Stephen Stanley, chief economist at Amherst Pierpont, said the timing for the Fed to move is right. He said Fed officials should extend out their forecasts for interest rate rises if they don't hike. "But they have to try to offset that somehow. The truth is they probably wanted to go in September, but they may not because markets are volatile," Stanley said, adding the Fed would not use the markets as an excuse. "They can't do that or they hold themselves hostage to market volatility."
"I don't see what they buy themselves by waiting," he said. "If they're going to wait until financial markets calm down, that's an open-ended proposition. What if financial markets are more volatile in October than they are in September. I think they run a risk by not taking the opportunity to get going here," he said. If it does not hike, Stanley said the Fed would not say it didn't raise rates because of financial volatility, but it could say downside risks are greater because of weakness in the global economy.

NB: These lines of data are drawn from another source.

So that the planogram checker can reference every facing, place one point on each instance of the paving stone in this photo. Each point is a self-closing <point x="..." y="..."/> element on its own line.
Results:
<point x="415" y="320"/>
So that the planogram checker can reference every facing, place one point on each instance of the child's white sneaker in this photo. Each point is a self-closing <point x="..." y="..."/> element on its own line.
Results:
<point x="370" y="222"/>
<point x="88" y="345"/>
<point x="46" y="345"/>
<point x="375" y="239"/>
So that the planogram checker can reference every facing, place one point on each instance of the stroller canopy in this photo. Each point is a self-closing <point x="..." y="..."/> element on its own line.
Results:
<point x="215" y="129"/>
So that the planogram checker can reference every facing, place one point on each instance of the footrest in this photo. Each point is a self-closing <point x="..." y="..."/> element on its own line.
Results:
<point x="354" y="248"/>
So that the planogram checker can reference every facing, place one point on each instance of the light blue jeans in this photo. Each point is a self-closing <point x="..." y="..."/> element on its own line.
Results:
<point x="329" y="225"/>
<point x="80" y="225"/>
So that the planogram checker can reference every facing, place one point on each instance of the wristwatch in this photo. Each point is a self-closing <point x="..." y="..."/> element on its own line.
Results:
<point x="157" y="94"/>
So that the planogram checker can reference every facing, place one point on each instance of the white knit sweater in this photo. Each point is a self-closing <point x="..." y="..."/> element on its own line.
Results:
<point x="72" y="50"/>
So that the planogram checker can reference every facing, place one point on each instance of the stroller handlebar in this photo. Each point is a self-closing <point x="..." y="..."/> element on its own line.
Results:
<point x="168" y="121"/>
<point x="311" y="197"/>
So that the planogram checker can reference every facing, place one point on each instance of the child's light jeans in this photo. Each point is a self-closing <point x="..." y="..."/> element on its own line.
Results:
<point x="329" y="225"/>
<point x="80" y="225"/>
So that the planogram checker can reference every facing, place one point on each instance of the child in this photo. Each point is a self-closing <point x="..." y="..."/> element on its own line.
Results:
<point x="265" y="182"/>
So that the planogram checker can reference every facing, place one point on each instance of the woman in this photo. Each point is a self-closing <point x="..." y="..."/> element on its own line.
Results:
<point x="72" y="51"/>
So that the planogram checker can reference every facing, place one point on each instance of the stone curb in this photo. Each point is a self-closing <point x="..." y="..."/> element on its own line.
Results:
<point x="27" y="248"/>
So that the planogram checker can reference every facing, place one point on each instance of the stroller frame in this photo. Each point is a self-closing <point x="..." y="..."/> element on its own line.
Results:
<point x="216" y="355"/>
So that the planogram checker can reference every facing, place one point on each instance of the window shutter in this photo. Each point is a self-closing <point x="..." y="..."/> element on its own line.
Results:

Mark Luschini, chief investment strategist at Janney Montgomery, said the 2 percent rally in the S&P 500 on Tuesday and Wednesday was driven in part by traders betting the Fed would not raise rates as well as a rally in energy. He does not expect a rate hike, but says stocks would sell off if there was one. "I think it's unlikely but not implausible," he said. Luschini pointed to weaker CPI inflation data Wednesday as being among the reasons stock traders think the Fed could hold off.